During the study period, 18/277 (6.5 percent) patients met the criteria for early therapy failure. Thirteen of these were excluded because of suspected M pneumoniae pneumonia in seven patients (later confirmed by serology in six patients), pregnancy in one, high age in two, and technical problems in three. The results for the remaining five patients, together with two patients from the pilot study with early therapy failure, are presented in Table 2. None of the patients had a positive PB culture, but examination of bronchial secretion resulted in an etiologic diagnosis in two patients, one (No. 3) with tuberculosis (positive smear and culture) and one (No. 7) with a Legionella infection (positive culture), in four patients, (No. 1, 4, 5, 6), the result of the PB culture was considered as true negative. In the last patient (No. 2), the PB culture may have been falsely negative since the patient recovered only after a change of antibiotic therapy.

Table 2—Result of Diagnostic Bronchoscopy with the PB catheter tn Batients with CAP in the Early 72h) Failure Group

Case No.

Sex Age

Delay (d)t

AB$

Results of the PB Culture Usefulness§

Final Diagnosis

1

M

51

8

PcG

Negative

Tn

MHI

2

F

66

3

PcV

Negative

Fn?

Nonet

3

M

81

16

PcG

Negative

Tn

Tuberculosis

4

F

64

7

PcG

Negative

Tn

None**

5

M

59

6

T+S Negative

Tn

Nonett

Ery

6*

M

20

10

PcG

Negative

Tn

MP||

7*

F

45

6

Ery

Not done

Legionella^

Rif

Bronchoscopy Because of Late Therapy Failure

Therapy failure after >72 hours of antibiotic treat­ment was seen in 19 of 277 (7 percent) patients during the main study. Of these, bronchoscopy was contra- indicated in three, an etiologic diagnosis was reached by other means in two, a mycoplasmal infection was suspected in four (all later verified by serology), and in three patients, therapy had been changed before bronchoscopy could be performed. Seven patients underwent bronchoscopy (table 3).

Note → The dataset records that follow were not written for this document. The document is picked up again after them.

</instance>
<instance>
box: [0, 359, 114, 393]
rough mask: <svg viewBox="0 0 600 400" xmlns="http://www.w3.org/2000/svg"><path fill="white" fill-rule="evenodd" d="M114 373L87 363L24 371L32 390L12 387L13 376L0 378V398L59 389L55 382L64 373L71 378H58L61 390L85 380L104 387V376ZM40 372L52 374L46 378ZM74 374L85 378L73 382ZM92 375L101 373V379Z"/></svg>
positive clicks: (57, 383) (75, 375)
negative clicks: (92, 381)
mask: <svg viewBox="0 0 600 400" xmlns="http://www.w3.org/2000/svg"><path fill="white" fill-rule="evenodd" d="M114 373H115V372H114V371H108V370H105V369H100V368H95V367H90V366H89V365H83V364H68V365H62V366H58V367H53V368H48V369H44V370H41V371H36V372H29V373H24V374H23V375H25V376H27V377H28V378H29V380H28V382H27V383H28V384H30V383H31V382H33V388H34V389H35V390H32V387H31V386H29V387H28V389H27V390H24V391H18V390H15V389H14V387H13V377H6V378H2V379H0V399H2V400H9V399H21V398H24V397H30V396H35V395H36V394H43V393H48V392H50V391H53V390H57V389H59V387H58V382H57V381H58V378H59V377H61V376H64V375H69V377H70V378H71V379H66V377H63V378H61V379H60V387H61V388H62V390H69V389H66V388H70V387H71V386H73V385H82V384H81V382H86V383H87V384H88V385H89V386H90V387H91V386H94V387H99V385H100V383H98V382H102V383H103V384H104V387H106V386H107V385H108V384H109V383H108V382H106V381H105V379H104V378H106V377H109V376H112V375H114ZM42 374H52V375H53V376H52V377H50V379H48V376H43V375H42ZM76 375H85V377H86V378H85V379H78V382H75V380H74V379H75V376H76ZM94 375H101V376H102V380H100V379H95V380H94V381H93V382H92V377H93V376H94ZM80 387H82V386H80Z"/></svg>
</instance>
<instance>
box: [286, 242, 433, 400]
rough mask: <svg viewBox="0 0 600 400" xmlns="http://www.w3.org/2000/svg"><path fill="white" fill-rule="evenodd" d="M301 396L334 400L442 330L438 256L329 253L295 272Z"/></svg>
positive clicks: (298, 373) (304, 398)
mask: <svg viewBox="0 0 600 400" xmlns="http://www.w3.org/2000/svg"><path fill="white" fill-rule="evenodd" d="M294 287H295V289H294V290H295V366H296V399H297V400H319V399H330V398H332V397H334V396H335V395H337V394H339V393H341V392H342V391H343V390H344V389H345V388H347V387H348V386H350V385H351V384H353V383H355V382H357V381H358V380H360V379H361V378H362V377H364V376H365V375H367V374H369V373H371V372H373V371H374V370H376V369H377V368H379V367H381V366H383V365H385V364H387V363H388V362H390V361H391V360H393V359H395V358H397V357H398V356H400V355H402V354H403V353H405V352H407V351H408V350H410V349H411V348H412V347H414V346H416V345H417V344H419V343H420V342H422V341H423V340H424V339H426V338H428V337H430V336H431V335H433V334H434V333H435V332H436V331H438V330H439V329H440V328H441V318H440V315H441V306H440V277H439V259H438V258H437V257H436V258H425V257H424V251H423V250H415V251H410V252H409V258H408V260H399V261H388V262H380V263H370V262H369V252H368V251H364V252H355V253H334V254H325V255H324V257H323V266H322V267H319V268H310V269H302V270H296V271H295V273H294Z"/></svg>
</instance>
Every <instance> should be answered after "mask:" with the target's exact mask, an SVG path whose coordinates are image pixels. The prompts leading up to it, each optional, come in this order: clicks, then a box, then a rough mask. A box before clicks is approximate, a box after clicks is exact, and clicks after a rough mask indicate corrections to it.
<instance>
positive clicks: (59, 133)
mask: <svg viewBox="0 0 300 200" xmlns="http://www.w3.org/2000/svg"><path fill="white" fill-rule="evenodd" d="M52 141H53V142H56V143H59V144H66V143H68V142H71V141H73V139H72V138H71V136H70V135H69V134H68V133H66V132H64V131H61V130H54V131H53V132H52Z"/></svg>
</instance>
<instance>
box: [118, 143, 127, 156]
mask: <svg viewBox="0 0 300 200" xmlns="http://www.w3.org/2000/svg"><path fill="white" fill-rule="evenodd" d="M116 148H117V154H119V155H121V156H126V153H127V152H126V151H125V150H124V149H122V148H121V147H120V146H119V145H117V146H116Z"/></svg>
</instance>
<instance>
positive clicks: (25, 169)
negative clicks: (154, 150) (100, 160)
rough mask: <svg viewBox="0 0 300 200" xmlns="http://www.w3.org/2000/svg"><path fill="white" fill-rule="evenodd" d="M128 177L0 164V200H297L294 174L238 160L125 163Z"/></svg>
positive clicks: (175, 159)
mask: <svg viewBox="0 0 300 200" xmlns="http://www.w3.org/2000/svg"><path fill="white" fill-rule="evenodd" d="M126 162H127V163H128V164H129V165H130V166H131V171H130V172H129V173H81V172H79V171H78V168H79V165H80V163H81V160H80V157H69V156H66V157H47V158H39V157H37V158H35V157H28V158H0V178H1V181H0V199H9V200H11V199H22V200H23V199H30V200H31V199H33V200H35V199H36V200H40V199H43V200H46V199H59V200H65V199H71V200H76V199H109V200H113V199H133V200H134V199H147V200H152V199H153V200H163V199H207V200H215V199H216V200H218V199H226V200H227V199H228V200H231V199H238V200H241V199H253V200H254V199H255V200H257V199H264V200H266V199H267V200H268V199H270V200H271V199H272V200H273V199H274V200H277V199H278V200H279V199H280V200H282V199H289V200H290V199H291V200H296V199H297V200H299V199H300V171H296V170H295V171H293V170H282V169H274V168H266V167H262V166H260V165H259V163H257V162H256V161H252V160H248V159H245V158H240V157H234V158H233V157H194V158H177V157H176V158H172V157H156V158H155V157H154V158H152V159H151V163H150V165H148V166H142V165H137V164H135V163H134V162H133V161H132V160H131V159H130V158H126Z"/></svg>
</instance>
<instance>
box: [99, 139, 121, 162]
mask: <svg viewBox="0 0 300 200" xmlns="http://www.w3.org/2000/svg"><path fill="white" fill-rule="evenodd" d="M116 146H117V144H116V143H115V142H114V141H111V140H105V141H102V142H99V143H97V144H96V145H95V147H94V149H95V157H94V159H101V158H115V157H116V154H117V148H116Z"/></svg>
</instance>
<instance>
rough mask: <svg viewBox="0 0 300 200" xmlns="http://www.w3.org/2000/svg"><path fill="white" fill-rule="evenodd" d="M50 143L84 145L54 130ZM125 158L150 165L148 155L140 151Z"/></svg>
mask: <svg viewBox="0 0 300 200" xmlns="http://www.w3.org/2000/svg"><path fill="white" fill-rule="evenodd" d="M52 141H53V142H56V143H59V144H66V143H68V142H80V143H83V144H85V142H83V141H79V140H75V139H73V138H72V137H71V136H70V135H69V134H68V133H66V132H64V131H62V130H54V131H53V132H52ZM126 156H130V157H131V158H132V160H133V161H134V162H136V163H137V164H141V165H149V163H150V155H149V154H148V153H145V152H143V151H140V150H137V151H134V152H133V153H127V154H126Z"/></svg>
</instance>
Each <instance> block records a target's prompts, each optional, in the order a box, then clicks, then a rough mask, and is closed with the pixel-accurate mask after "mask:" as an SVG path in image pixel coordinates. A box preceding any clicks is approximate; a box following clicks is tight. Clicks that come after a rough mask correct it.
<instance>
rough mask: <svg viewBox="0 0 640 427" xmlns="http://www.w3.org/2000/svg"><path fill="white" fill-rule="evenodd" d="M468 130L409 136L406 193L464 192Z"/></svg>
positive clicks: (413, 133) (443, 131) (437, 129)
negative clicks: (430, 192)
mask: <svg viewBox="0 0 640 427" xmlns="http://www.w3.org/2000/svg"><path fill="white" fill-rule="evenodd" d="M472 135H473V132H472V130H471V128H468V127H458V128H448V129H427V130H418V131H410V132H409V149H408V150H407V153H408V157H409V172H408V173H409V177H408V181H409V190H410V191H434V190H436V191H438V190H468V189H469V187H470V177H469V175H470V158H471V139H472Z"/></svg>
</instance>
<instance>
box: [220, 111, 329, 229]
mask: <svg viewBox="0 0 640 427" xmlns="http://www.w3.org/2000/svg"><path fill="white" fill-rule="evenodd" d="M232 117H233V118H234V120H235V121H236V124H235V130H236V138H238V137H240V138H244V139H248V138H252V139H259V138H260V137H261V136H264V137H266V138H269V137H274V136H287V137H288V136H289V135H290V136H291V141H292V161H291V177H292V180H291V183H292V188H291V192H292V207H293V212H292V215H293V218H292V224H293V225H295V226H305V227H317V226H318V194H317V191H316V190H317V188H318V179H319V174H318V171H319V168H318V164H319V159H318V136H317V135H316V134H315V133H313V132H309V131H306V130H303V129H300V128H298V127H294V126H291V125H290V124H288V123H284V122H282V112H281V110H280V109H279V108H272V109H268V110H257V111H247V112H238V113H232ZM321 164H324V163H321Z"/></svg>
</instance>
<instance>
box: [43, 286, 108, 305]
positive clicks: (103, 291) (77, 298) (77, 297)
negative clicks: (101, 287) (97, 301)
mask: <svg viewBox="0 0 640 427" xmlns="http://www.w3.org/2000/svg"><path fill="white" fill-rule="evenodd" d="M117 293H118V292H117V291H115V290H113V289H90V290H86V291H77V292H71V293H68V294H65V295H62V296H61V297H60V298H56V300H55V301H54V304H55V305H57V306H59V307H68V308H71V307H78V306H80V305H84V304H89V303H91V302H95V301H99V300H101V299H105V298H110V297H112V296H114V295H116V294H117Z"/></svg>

In four patients with pneumococcal pneumonia (No. 8,11,17,18), no other organism could be demonstrated. In one of the four patients (No. 8), pneumococcal antigen was demonstrated on the PB, and in another one (No. 18), growth of S pneumoniae was found in bronchial secretion but not on the PB. canada drugs online

Table 3—Result of Diagnostic Bronchoscopy with PB Catheter in Patients with CAP in Late (>72h) Failure Group

Case No.

Sex

Age

Delay (d)t

Initial Diagnosis/Method

AB$

Results of the PB Culture Usefulness!

Final Diagnosis

8

F

38

5

S pneumoniae/blood culture

Cef

Negative||

Sec.

S
pneumoniae

9

M

55

17

None

PcG

Negative

Tn

None

10

F

44

10

None

PcV

Negative

Fn?1

S pneumoniae
(?)

11

M

42

12

S pneumoniae/CoA/sputum

PcG

Negative

Tn

S pneumoniae

12

M

63

12

None

PcG

Negative

Tn

None

13

F

59

15

None

Ery

Negative

Tn

Adenovirus

14

F

41

6

None

PcG

S mitis lOVml

Prim

MP**
+

S mitis

15*

M

15

6

None

Dox

a-streptococci 107ml

Prim

See PB

16*

M

70

10

None

Cef

Negative

Tn

Legionellaft

17*

M

64

6

S pneumoniae/sputum culture

Cef

Negative

Tn

S pneumoniae

18*

F

55

12

S pneumoniae/blood culture

Cef

Negative

Тn++

S pneumoniae

In the remaining seven patients, no etiologic agent had been found before bronchoscopy was performed. The PB cultures from two patients were positive; with Streptococcus mitis lOVml in one (No. 14), who had also a Mycoplasma infection, and with a-hemolytic streptococci (not typed) lOVml in another one (No. 15), a young man who had a preceding episode of aspiration. In four patients, the PB culture was consid­ered as true negative. In the last patient (No. 10), capsular-CoA was positive on sputum samples after bronchoscopy, indicating that the result of the PB examination may have been false negative.